Last week, Wittenberg President Michael Frandsen sent out an email in regard to the new HWA complex. In the email, Frandsen outlined where the project currently was and a new budget for it. The HWA complex is now slated to be fully completed in the spring of 2019, with the 1929 field house being ready in the fall of 2018. Not only did the project get pushed back an entire semester, but now the complex is going to cost more than expected with a reported addition of $18 million. This new addition pushes the budget of the complex up to $52 million.

Accompanying this email was an email that was sent to faculty and staff. This email stated that a majority of the money in the Wittenberg Fund would be going to finishing this project. This means that money is going to be short on other areas of campus. In essence, the faculty and staff will not be receiving a raise for a while and there will not be any other major updates on campus.

As reported earlier this year, the new complex is set to push Wittenberg to the forefront of NCAA Division III facilities. Also, this new building was emphasized by athletic director Gary Williams to, “be the hub of all Wittenberg athletics and academics.” The goal for it is to lead a revolution on campus that revitalizes our community. This project is projected to bring in more students per class, especially athletes and help add an influx of wealth to Wittenberg University.

Although the new complex may complete all of these goals, current Wittenberg students have to be disappointed in where the project is. First off, the class of 2019 has to be extremely disappointed in the delay of construction. This year’s junior class has been salivating over this new facility for years and now they will only get to see its use in their last semester. With Witt hyping up this project, it was only natural for everyone to get excited. This is a huge let down for students, as they have helped contribute with their tuition to seeing this facility built. Athletes in fall sports in the class of 2019 have to be particularly upset in the fact that they really will not be getting to use the facility for their sport when their teammates will benefit from it.

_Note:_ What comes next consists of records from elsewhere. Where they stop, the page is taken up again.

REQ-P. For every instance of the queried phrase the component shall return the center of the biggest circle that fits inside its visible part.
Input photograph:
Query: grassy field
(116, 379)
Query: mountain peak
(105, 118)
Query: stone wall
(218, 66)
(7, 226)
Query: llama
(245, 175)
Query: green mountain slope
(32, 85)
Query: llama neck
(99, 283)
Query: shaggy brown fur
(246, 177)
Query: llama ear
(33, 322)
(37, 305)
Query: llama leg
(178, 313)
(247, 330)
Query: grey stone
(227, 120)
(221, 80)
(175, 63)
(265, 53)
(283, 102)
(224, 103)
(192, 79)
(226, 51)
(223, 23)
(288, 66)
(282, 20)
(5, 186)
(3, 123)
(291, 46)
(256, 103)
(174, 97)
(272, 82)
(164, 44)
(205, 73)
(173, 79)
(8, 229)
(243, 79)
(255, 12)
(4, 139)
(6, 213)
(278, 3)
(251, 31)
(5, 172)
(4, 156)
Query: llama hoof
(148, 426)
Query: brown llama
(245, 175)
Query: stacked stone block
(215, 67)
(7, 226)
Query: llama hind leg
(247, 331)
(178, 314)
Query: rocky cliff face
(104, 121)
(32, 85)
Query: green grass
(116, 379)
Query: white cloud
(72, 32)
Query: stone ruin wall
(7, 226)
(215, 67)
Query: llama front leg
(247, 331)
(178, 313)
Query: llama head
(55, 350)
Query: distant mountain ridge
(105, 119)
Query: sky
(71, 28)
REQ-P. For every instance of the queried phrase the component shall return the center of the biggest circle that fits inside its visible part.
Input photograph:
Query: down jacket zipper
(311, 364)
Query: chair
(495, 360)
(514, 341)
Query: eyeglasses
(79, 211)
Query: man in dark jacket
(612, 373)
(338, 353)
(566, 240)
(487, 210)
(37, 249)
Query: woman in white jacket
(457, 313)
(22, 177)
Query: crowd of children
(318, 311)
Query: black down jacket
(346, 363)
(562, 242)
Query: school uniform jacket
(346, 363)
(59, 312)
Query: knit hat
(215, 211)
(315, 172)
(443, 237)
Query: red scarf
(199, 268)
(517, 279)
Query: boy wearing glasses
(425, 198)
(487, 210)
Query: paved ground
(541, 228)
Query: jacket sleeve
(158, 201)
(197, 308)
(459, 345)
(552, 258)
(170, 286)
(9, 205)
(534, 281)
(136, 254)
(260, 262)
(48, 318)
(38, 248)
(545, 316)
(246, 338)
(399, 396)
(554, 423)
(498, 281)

Not only does this problem affect the athletes who do not really get to use the facility, but it affects Wittenberg athletics in general. After the completion of the softball, baseball, tennis, track and field, and lacrosse seasons, the complex began to be built. From the start it was known that the athletics teams would have to make do with what accommodations could be found for them. This has meant a struggle for practice times in certain areas, a fight for practice space and a struggle with weight room capacity. This leads teams to not reach their full potential. If teams have their workouts or practice space stunted, it will eventually mean not as productive practices and less improvement throughout.

Another problem that is beginning to come to fruition is anger between athletic programs, with teams being forced to share space and some teams being forced into places such as the hallway for practice. This can lead to athletic teams feeling unappreciated and not respected. This is never a good thing, as this generally leads to more athletes not participating the next year. Respect goes two ways and when athletes don’t feel respected, they don’t try as hard to continue Witt’s athletic dominance.

Also, how can a great university make an $18 million blunder? That is a huge amount of money. In fact, the project’s addition now accounts for more than a third of the budget. This means that someone along the way did not factor in a major portion of the project. To put things into perspective, $18 million is approximately the full tuition of 90 students for their entire college career. This statistic does not even include scholarships, so even more students’ full tuition is being added to the HWA complex. To make things worse, $18 million is more than the original plan for the indoor practice facility, which was reportedly funded by $10 million.

The news of the delayed plans for the complex are disappointing for students as well as the community. It means more time in construction and more wait time to see this revolutionary complex come to campus. One can only feel bad for Frandsen as he walked in on an error to begin his work as president of this esteemed university. This complex may lead to growth at Witt and an updated campus, but what is the cost? Are we risking upsetting current students, who are paying a large deal of money to attend here, in hopes of adding future students?